Being a Collingwood surpoter myself and having met Peter a few times.
I hope he is doing well, and gets up and about soon.


----------



## horsesrule (Feb 5, 2009)

I find it hard to believe it was RBB.

Either way he should be prosecuted for killing it.

I would have thought a brown snake or tiger.

I have never heard of a RBB being found in such a close suburb to the CBD.


----------



## Chappy (Feb 5, 2009)

It was a definantly a RBB i saw it on the news dead in a bucket. It was a shame it was killed.


----------



## cracksinthepitch (Feb 5, 2009)

Its a shame that in the news they didnt state that it is illegal to kill native animals including snakes. Surely this is an escapee rather than a local population of red bellies.


----------



## moosenoose (Feb 5, 2009)

cracksinthepitch said:


> Its a shame that in the news they didnt state that it is illegal to kill native animals including snakes. Surely this is an escapee rather than a local population of red bellies.



The annoying thing about it is everyone sees that they've killed it, with no repercussions. Can you image if it was a koala they bludgeoned to death?? The outcry! 

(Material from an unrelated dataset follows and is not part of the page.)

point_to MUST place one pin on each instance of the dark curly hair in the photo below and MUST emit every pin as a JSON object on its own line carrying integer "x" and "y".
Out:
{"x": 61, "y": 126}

It seriously annoys me when you hear about this sort of thing happening. The media are the first to jump all over a bite story (of any nature) but then won't mention key factors like "venom detection kits" and why people don't need to go wasting time and risking further bites trying to catch/kill the snake for the sake of IDing it. The fact that these animals ARE protected (bloody joke IMO) and can only be legally removed or euthanised by a licensed reptile controller. 

Chappy, did you see enough to work out how big it was?


----------



## -Peter (Feb 6, 2009)

I kill Collingwood supporters on sight just to be on the safe side. I have kids and pets.

They killed the snake because its RED, BLACK and WHITE.


----------



## LullabyLizard (Feb 6, 2009)

Woah peter thats a great pic!!


----------



## moosenoose (Feb 6, 2009)

-Peter said:


> They killed the snake because its RED, BLACK and WHITE.



Probably explains why I am deeply in love with red bellies :lol:


----------



## Bax155 (Feb 6, 2009)

I agree he should be prosecuted, look at all the other stars that have a good time and end up in trouble!!
What this guy has done is far worse then I big night on the turps with the boys after a big win!!


----------



## shaggymelb (Feb 6, 2009)

It was his mother that killed it!!!!!!....big tuff footy player that he is.
and I agree..it seems that if you're relatively famous there are no repercussions to this sort of thing..responsible reporting would have seen the channel state that killing protected wildlife is not only illegal but DANGEROUS


----------



## moosenoose (Feb 6, 2009)

I rang Neil Mitchell this morning on 3AW and mentioned it was illegal to kill native wildlife and he laughed saying he’d do the same thing. I then told him we should all have an obligation to protect native wildlife and shouldn’t be killing them…..he changed his tune very slightly and said he wasn’t promoting the killing - pffft. The beauty about this mornings radio show was he admitted the station was being inundated with calls from people who said it was wrong to kill them. He said “but how else are you able to have the snake identified if you don’t kill it and bring it to the hospital” to which I mentioned SVDK’s being at all of the hospitals and briefly how they work.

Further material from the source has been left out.